Slip Tendency
Learning objectives
- Read the slip-tendency stereonet: every fault orientation colored by how close it sits to slipping
- Identify the critical orientations, the hot band near 60 degrees dip, and the safe ones
- Locate the canon fault (dip 30) in a cool, low-slip-tendency region
- Show how rising pore pressure heats the whole net, turning more orientations critical
Every Orientation at Once
Section 9.1 rotated one fault and watched its slip tendency change. The stereonet shows every orientation at once. Each point on the net is the pole to a fault plane, and it is colored by that plane's slip tendency: cool where the fault is far from slipping, hot where it rides the frictional limit. One picture answers, for a given stress state, which faults are dangerous and which are safe, the map that turned slip-tendency analysis (Morris and colleagues, 1996) into a standard screening tool.
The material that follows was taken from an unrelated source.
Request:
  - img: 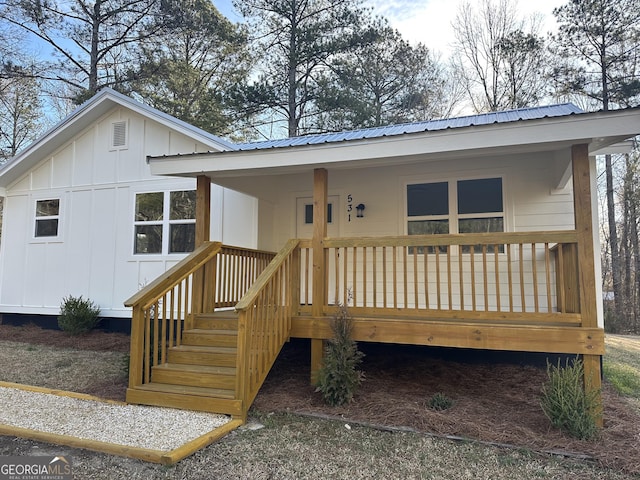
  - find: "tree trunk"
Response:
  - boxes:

The hot zones are the critically-oriented faults, those dipping about 60 degrees with the right strike; the cool interior holds the low-angle and misaligned planes. Find the canon fault, dipping 30 degrees: its pole sits in the cool region at slip tendency 0.35, a spectator. This is exactly how a geomechanicist screens a mapped fault population, overlay the real faults picked from seismic and read which of them fall in the hot zones, because those are the ones that will move first when pressures change.
Heating the Net
Now raise the pore pressure with the slider. The whole net warms. Added pressure lowers every effective normal stress and lifts every slip tendency, so orientations that were safe drift toward the hot band and the hot band itself widens. This is induced seismicity as a single image: an injector does not create new stress, it lowers the effective stress everywhere, and faults that sat quietly for millions of years find themselves critically stressed. On the Ogbon-1 model, with its razor-thin margin, even a modest pressure rise turns a wide swath of the net red. The next section puts a number on how much pressure a given fault can take.
Reading a Real Field
The power of the stereonet is that it separates the stress question from the geology question. The coloring is fixed by the stress state alone, computed once; the faults are the field's own, mapped independently. Lay one over the other and the hazard reads off directly: a field can hold many faults and be perfectly safe if they all fall in the cool zones, or hold a single fault in the hot band and be one injection away from a felt earthquake. Orientation, again, is the hinge. Part 9 now turns from which faults are close to how close, the reactivation pressure, and then to how big the resulting event can be.
References
- Morris, A., Ferrill, D. A., & Henderson, D. B. (1996). Slip-tendency analysis and fault reactivation. Geology, 24(3), 275-278.
- Ferrill, D. A., Winterle, J., Wittmeyer, G., et al. (1999). Stressed rock strains groundwater at Yucca Mountain, Nevada. GSA Today, 9(5), 1-8.
- Zoback, M. D. (2007). Reservoir Geomechanics (ch. 5). Cambridge University Press.